Saat berpidato di HUT ke-60 Partai Golkar, Prabowo juga mengklaim alasan mengembalikan Pilkada dipilih oleh DPRD demi mempermudah proses transisi kepemimpinan. Ketua Umum Partai Gerindra itu menjadikan negara tetangga seperti Malaysia dan India sebagai contohnya.
Hamzah justru menduga wacana mengembalikan Pilkada dipilih oleh DPRD sebagai upaya rezim Prabowo mempermudah kelompok oligarki untuk mempertahankan dan melanggengkan kekuasaannya.

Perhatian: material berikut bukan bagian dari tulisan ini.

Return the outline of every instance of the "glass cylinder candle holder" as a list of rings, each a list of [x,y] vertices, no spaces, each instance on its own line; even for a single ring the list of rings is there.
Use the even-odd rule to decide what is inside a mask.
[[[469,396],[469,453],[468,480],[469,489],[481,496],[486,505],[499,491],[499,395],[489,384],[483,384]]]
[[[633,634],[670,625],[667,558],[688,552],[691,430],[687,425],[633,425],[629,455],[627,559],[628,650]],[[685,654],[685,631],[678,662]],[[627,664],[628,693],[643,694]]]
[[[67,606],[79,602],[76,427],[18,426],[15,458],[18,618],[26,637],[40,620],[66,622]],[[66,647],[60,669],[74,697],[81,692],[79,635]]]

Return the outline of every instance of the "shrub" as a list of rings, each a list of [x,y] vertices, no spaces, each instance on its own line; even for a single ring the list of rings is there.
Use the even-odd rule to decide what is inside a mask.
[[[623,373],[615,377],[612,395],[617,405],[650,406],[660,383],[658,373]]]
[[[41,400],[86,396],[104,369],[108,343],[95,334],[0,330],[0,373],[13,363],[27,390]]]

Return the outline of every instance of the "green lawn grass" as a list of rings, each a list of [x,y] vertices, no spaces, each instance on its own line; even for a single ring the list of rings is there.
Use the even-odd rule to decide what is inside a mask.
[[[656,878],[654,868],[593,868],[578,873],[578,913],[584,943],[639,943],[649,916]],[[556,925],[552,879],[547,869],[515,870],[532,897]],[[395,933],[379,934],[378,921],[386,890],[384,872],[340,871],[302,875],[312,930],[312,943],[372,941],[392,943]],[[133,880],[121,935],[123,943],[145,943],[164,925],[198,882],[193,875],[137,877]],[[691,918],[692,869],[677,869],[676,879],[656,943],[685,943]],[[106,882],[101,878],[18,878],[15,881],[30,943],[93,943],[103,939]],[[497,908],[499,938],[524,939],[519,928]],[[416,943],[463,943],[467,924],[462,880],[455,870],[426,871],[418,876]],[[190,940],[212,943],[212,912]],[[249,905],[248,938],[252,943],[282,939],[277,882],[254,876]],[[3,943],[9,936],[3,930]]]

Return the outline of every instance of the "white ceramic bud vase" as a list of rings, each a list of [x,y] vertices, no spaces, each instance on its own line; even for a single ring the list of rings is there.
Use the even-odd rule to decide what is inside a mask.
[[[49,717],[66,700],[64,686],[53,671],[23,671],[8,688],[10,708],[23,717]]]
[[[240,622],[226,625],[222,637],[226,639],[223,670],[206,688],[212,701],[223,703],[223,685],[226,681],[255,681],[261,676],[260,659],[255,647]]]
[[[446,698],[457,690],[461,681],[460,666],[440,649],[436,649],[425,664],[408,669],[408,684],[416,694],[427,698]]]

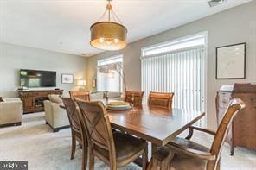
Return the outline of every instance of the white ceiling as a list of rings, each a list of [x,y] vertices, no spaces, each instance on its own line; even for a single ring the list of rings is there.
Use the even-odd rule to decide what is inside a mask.
[[[210,8],[208,0],[113,0],[128,28],[128,42],[156,35],[250,0],[227,0]],[[0,41],[65,54],[88,55],[90,26],[106,0],[0,0]]]

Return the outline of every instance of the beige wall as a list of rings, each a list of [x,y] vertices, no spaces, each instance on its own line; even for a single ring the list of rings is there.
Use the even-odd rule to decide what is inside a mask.
[[[96,78],[97,60],[113,54],[124,54],[124,65],[127,89],[140,90],[141,48],[179,37],[208,31],[208,124],[211,129],[216,127],[214,98],[222,85],[235,82],[256,82],[256,2],[208,16],[191,23],[131,43],[118,52],[106,52],[89,58],[87,63],[88,86]],[[184,14],[185,15],[185,14]],[[189,14],[187,14],[189,15]],[[246,79],[240,80],[215,79],[215,47],[239,42],[247,43]]]
[[[0,43],[0,96],[17,96],[19,69],[57,72],[57,87],[67,95],[68,91],[79,87],[75,84],[61,84],[61,74],[72,73],[74,79],[86,79],[86,65],[84,57]]]

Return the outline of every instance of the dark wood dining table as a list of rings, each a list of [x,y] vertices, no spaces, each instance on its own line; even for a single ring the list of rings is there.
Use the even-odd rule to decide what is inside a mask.
[[[159,147],[166,145],[205,116],[198,111],[148,104],[135,105],[134,109],[133,111],[107,110],[112,127]]]
[[[60,106],[65,109],[64,105]],[[106,110],[113,129],[151,142],[151,152],[186,130],[205,116],[199,111],[137,104],[130,110]],[[135,162],[141,166],[141,160]]]

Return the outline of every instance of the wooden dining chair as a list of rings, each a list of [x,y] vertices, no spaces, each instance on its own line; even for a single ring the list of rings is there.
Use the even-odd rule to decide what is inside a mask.
[[[80,98],[82,100],[90,101],[90,91],[69,91],[70,98],[72,99]]]
[[[86,136],[82,137],[82,130],[80,127],[80,123],[79,121],[79,108],[76,106],[75,102],[70,98],[61,98],[63,104],[65,105],[67,114],[71,127],[72,135],[72,147],[71,147],[71,160],[74,158],[76,141],[78,141],[80,146],[83,149],[82,154],[82,170],[86,169],[87,165],[87,139]],[[85,138],[85,140],[83,140]]]
[[[147,142],[128,134],[112,133],[102,102],[76,99],[80,107],[82,135],[88,136],[89,169],[94,168],[94,155],[109,165],[112,170],[143,157],[143,169],[147,165]]]
[[[171,108],[174,93],[150,92],[148,104]]]
[[[144,91],[126,91],[125,92],[125,102],[131,103],[132,96],[134,96],[134,104],[141,104],[143,100],[143,96]]]
[[[220,169],[221,149],[228,132],[228,129],[230,128],[234,116],[240,110],[245,108],[245,106],[244,102],[240,98],[232,99],[216,132],[191,126],[189,128],[189,134],[186,138],[175,138],[171,142],[169,142],[166,145],[164,152],[163,151],[163,148],[162,151],[158,149],[154,154],[153,158],[150,161],[150,167],[152,167],[152,161],[155,155],[162,158],[162,160],[164,160],[163,159],[164,155],[161,153],[167,153],[167,150],[169,150],[169,153],[174,153],[174,158],[170,161],[169,167],[164,167],[163,169]],[[210,149],[199,143],[190,141],[194,130],[205,132],[214,136]],[[159,154],[162,154],[162,157],[159,156]]]

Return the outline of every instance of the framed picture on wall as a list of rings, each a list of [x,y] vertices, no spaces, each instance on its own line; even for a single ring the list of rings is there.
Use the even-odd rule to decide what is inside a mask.
[[[74,83],[73,74],[61,74],[61,83],[73,84]]]
[[[93,87],[93,88],[96,88],[96,79],[93,79],[92,80],[92,87]]]
[[[246,44],[216,47],[216,79],[246,79]]]

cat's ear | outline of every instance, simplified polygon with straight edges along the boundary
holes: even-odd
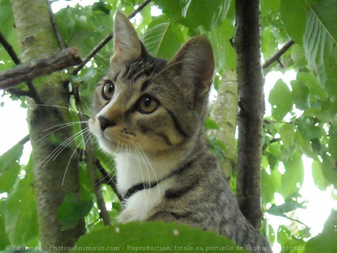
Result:
[[[208,92],[213,80],[214,61],[212,45],[205,37],[195,37],[187,41],[167,63],[180,76],[192,82],[200,94]]]
[[[141,45],[136,30],[128,17],[119,11],[116,13],[114,33],[114,54],[110,62],[125,62],[140,56]]]

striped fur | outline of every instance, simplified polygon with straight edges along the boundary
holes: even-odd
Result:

"Ini semacam upaya membajak proses partisipasi publik atau membajak ruang partisipasi rakyat oleh kepentingan kekuasaan rezim hari ini," ungkapnya.
Jalan Mundur Demokrasi
Pengajar Hukum Tata Negara di Universitas Gajah Mada (UGM) Yogyakarta, Yance Arizona juga mencurigai adanya agenda besar di balik wacana Pilkada dipilih kembali oleh DPRD. Ia menduga ada wacana besar lainnya, yakni pemilihan Presiden yang juga berpotensi dipilih kembali oleh Majelis Permusyawaratan Rakyat atau MPR RI.
Pada Juni 2024 lalu, wacana Presiden kembali dipilih MPR RI sempat mencuat. Bahkan, saat itu Ketua Dewan Perwakilan Daerah atau DPD La Nyalla Mattalitti menyebut, Prabowo sebagai presiden terpilih telah setuju dengan usulan itu.
"Kalau hal ini dibiarkan bisa menggejala, jangan-jangan nanti pemilihan presiden pun juga mau dikembalikan dipilih oleh MPR, bukan lagi langsung oleh rakyat," ungkap Yance kepada Suara.com, Senin (16/12/2024).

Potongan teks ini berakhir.